Why Preparing for the Future Matters in Health IT

Tomorrow.

That’s not an idea modern society seems to care much about anymore.

There are seven minutes between commercial breaks on an average sitcom. Each television commercial is 15-30 seconds long because tests have shown that is the ideal range to convey a message to a person with an average attention span. A tweet lives approximately 2.5 hours before it vanishes from timelines and social media memory forever. Presidential candidates promise tangible future progress and change, yet provide very little detail on the work and sacrifice it will take to reach that goal.

Why? Because in the U.S. we are accustomed to getting that shiny prize whenever we want it, which usually is now, before the next shiny prize catches our eye.

However, tomorrow is what health IT leaders and professionals must plan for in their organizations.

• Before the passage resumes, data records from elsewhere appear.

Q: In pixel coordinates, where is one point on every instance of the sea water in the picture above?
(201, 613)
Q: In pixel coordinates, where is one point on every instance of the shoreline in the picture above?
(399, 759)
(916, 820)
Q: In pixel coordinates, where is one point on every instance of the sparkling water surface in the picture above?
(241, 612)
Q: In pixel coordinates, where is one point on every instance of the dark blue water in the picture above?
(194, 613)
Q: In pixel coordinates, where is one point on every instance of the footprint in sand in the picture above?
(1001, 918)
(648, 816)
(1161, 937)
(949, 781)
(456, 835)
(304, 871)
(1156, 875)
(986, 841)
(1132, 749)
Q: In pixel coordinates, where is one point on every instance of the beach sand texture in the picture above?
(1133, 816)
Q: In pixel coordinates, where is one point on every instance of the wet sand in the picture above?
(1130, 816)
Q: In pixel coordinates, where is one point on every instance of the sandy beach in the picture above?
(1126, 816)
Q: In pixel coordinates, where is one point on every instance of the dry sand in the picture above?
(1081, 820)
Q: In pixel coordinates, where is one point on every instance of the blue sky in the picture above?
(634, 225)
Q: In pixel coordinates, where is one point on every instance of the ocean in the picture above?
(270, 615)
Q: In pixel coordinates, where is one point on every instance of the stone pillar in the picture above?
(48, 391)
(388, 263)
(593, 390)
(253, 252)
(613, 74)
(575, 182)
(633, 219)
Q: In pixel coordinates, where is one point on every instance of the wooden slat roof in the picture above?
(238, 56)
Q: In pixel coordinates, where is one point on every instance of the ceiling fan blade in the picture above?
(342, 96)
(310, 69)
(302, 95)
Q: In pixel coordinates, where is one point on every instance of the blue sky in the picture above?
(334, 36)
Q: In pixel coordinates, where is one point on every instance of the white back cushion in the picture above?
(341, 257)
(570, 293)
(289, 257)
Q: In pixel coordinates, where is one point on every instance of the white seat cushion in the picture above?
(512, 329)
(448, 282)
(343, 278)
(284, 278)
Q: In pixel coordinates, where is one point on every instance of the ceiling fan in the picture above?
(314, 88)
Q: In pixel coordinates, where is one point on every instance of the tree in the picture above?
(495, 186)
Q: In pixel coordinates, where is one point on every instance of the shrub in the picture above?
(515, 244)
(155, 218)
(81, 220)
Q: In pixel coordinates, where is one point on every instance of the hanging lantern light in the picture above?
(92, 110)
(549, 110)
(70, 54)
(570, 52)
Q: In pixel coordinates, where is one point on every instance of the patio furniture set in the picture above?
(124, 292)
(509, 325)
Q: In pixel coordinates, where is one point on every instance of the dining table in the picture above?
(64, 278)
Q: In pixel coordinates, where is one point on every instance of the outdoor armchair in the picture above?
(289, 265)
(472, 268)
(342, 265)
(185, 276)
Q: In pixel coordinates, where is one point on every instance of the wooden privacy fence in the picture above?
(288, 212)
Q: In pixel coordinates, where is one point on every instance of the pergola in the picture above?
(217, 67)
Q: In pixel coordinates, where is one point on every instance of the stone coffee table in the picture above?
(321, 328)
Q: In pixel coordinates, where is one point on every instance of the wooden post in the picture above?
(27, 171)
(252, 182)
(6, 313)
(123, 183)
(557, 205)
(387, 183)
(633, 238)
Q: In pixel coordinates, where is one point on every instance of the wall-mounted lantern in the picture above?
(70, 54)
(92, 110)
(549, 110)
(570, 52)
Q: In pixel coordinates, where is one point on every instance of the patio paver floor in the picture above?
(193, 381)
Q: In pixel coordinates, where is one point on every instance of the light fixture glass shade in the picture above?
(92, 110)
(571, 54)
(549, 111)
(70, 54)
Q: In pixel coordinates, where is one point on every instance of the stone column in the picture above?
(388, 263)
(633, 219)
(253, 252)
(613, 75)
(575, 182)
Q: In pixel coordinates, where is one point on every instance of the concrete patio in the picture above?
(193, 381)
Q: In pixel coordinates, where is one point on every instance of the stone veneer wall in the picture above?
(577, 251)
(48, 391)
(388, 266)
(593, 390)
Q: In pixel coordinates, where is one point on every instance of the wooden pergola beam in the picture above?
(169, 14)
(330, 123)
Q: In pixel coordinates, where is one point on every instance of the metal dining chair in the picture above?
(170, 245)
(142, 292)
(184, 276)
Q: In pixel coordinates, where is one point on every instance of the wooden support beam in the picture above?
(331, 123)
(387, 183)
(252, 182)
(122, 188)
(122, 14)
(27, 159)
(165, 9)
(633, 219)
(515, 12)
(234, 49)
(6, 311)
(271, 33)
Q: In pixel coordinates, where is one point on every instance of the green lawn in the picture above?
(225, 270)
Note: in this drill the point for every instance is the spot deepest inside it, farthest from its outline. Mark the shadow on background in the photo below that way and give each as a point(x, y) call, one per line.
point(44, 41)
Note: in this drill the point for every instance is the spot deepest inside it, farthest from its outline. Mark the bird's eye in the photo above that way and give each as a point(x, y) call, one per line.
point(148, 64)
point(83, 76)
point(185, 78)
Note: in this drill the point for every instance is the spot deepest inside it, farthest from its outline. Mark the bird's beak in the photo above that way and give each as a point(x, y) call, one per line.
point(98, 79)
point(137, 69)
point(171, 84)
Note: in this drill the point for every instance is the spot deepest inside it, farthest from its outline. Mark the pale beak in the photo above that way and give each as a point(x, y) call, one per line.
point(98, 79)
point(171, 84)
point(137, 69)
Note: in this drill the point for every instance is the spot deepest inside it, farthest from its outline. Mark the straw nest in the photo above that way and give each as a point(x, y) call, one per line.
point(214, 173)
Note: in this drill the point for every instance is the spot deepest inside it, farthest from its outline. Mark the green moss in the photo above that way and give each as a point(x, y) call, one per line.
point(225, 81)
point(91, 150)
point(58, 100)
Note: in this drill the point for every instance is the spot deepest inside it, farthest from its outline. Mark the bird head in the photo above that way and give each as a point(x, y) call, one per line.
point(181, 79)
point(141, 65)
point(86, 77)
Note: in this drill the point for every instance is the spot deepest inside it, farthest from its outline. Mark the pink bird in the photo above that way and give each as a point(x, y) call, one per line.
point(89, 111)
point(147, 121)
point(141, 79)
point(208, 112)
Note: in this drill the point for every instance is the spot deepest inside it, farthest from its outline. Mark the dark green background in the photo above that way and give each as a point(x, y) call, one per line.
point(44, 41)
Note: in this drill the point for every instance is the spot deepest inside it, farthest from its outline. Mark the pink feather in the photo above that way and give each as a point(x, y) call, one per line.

It takes a tremendous amount of effort to implement an EHR, to incorporate referring physicians’ data into your local HIS, and to connect to and share data with an HIE – much more time and planning than it took me to type those words on this blog, yet that small amount of time is all some of your colleagues spend thinking about the behind-the-scenes work you must do before go-live. 

So how do health IT professionals, who are busy planning for tomorrow, convey the importance of their activities to individuals and colleagues who are concerned only about what they need today? To bridge that chasm, you first must convey to them why your health IT activities will be important in the future, no small task considering the complexities of HIT architecture and healthcare standards.

And why, exactly, are your health IT activities important? It’s simple: patient care.

It may sound trivial or too touchy feely, but if you keep your activities and HIT initiatives focused on that simple goal you can’t go wrong and you’ll have a cause that no one can deny is the most important goal of all healthcare-providing organizations. The modernization of health organizations and the interoperability of health data are designed to improve the availability of  information to caregivers at the point of care and improve patients’ access to their data and to their caregivers so they can become active participants in their care.

Congratulations, you’re working on some pretty awesome projects for tomorrow.